Question 3 years ago
Hello! Very good tutorial. What's the role of the potentiometer? What if I don't put one? Thanks!
Answer 3 years ago
it seems pot is just for lcd backlight, if you don't have lcd, it isn't needed
Reply 3 years ago
Good, clear. Many thanks Farrukh!
3 years ago
Hi Sir, I tried interfacing gas sensor with Arduino. it is not showing correct values. Does the position of the gas sensor have any effect on the readings?
5 years ago
Hi how do you distinguish the different gases? this is not clear to me
Reply 3 years ago
No, you can't.
The same raw data from analog pin used to calculate Rs and then, Gas concentration from different slope's equation. Therefore, you get the ppm value of all gases even though you didn't expose the sensor to those gases.
Reply 5 years ago
By comparing with the different slopes give in the data sheet
Question 4 years ago on Step 4
In the video, you start up the arduino, it calibrates, and consequently, all readings say 0 ppm. This I understand, but the you open the lighter, releasing flammable gas (probably similar to LPG), and then the readings for CO and Smoke also rise. I think there is a error in reasoning: the values should be read as possible values: either this much ppm LPG, or this much CO, or this much Smoke, or possibly all at the same time. But it is impossible to distinguish between the gases, since any combination of gases, or a rise in the concentration of one, gives the same reading. Maybe this could be clearer, for the code and the readings are very ambiguous otherwise.
Answer 3 years ago
1. This is a very very cheap sensor, so the accuracy is poor, the selectivity of gases is also bad.
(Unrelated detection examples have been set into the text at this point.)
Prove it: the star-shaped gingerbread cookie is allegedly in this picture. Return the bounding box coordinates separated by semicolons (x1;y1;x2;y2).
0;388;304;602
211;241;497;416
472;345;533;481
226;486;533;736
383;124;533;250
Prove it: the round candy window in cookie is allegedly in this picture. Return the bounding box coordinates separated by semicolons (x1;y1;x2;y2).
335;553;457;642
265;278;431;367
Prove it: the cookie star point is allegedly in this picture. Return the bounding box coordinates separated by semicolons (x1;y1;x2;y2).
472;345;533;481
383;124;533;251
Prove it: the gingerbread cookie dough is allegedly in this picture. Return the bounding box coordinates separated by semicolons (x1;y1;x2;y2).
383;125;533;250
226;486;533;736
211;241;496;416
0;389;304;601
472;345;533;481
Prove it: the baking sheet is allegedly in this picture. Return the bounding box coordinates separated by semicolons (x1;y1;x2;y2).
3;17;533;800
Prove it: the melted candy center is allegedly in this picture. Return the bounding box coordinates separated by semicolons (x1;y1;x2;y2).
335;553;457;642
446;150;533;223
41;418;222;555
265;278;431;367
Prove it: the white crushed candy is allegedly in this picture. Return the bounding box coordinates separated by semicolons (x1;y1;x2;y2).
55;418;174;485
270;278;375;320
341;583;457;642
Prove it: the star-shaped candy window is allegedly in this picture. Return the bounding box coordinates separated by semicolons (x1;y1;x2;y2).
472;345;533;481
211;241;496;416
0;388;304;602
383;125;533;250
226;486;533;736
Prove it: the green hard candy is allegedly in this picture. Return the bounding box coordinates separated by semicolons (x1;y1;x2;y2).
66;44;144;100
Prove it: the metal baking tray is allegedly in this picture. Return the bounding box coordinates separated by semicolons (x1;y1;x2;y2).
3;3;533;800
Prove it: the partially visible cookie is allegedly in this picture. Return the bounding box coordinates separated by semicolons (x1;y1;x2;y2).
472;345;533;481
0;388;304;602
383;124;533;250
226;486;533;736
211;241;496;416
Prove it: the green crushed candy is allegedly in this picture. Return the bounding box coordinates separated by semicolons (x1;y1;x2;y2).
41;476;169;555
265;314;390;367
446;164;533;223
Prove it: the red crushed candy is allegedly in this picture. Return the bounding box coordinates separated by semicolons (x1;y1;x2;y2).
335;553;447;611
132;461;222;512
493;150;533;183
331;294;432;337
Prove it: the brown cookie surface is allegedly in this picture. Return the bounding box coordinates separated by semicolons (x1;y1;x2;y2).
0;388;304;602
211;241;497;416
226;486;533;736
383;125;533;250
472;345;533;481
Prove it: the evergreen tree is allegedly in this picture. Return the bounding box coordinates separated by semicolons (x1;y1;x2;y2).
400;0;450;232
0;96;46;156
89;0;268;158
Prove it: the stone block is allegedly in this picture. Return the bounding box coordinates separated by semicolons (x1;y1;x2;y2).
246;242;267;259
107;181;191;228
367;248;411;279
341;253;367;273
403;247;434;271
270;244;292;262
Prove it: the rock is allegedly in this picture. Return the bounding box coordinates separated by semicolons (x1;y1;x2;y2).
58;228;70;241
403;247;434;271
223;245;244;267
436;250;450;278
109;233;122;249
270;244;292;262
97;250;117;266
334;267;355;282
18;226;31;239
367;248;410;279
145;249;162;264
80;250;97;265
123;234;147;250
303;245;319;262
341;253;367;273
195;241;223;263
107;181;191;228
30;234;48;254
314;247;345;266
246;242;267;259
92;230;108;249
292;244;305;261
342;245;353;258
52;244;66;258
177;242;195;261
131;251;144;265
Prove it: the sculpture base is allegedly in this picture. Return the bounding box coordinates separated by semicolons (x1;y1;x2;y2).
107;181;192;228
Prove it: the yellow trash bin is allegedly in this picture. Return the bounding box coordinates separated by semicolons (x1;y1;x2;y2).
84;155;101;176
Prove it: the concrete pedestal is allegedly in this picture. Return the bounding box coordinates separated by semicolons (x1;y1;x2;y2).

2. The high price/ high performance sensor will give a far better result for many quality; sensitivity, selectivity, recovery time and so on.
3. if you need to used this type of sensor for more performance, Fabricated them as the sensor arrays might help you to get better result.
4. The same raw data from analog pin used to calculate Rs and then, Gas concentration from different slope's equation. Therefore, you get the ppm value of all gases even though you didn't expose the sensor to those gases.
5 years ago
If i may ask, how did you get these values LPGCurve[3] = {2.3,0.21,-0.47}; //two points are taken from the curve.
Reply 4 years ago
log(200)=2,3 (200 is first point from ppm axe)
log(1.6)=0.21 (0.21 is first point from Rs/Ro axe)
log(10000)=4(last point from ppm axe )
log(0.25)= -0.6 (last point from Rs/R0 axe)
and with (2.3, 0.21, 4, -0.6) will obtain slope =-0,47
Reply 3 years ago
How can i obtain the slope of the graph??
Reply 3 years ago
finding the slope is basic.
But, finding the correct value of the point from log-log graph is not easy.
Reply 4 years ago
how do you get -0.47?
Slop=(y2-y1)/(X2-X1)=(-0.6-0.21)/(4-0.23)=0.214
3 years ago
From,
X= (Rs/Ro-y1)/m + x1
log X =(log (Rs/Ro) - y1)/m +x1
Why you take log only (Rs/Ro) , not the whole equation?
5 years ago
HI . from the graph how to find x y and slope .. pls help me out
Reply 5 years ago
first take 2 points from the graph, find y axis co-ordinate and x-axis co-ordinate, since it is log-log graph, find respective log values of each co-ordinate with base 10,then substitute in (y2-y1)=m(x2-x1), where "m" is slope..
Reply 3 years ago
Since it is a log scale, you will not get the correct value.